About IBM Spectrum LSF Data Manager

When large amounts of data are required to complete computations, it is desirable that your applications access required data unhindered by the location of the data in relation to the application execution environment. LSF Data Manager solves the problem of data locality by staging the required data as closely as possible to the site of the application.

Many applications in several domains require large amounts of data: fluid dynamics models for industrial manufacturing, seismic sensory data for oil and gas exploration, gene sequences for life sciences, among others. Locating these large data sets as close as possible to the application runtime environment is crucial to maintain optimal utilization of compute resources.

Whether you're running these data-intensive applications in a single cluster or you want to share data and compute resources across geographically separated clusters, LSF Data Manager provides the following key features.

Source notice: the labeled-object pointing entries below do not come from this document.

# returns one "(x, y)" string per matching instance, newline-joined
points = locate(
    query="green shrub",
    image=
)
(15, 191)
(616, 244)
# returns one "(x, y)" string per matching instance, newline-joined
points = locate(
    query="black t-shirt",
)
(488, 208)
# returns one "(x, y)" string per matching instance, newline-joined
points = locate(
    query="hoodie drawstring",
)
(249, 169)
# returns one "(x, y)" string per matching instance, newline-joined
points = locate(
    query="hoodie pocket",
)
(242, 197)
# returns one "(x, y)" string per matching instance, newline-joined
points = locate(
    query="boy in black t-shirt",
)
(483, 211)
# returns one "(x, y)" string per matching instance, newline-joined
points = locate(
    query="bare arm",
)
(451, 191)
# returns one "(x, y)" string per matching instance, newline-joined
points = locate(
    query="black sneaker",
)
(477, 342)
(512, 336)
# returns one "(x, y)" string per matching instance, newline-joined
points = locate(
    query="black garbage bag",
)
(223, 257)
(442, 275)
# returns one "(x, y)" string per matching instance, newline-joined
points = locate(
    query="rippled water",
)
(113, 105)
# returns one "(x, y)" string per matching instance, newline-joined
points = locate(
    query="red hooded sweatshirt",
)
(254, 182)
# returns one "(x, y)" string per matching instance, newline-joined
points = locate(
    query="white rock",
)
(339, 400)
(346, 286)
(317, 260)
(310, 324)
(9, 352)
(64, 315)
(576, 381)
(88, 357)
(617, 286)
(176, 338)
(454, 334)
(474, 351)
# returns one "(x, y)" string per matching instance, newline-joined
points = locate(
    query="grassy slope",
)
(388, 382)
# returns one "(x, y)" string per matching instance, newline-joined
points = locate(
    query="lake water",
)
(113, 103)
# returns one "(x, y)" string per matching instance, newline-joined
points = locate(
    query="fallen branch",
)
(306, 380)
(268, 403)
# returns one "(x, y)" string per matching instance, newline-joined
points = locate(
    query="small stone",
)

  • Input data can be staged from an external source storage repository to a cache that is accessible to the cluster execution hosts.
  • Output data is staged asynchronously (dependency-free) from the cache after job completion.
  • Data transfers run separately from the job allocation, which means more jobs can request data without consuming resources while they wait for large data transfers.
  • Remote execution cluster selection and cluster affinity are based on data availability in a IBM® Spectrum LSF multicluster capability environment. LSF Data Manager transfers the required data to the cluster that the job was forwarded to.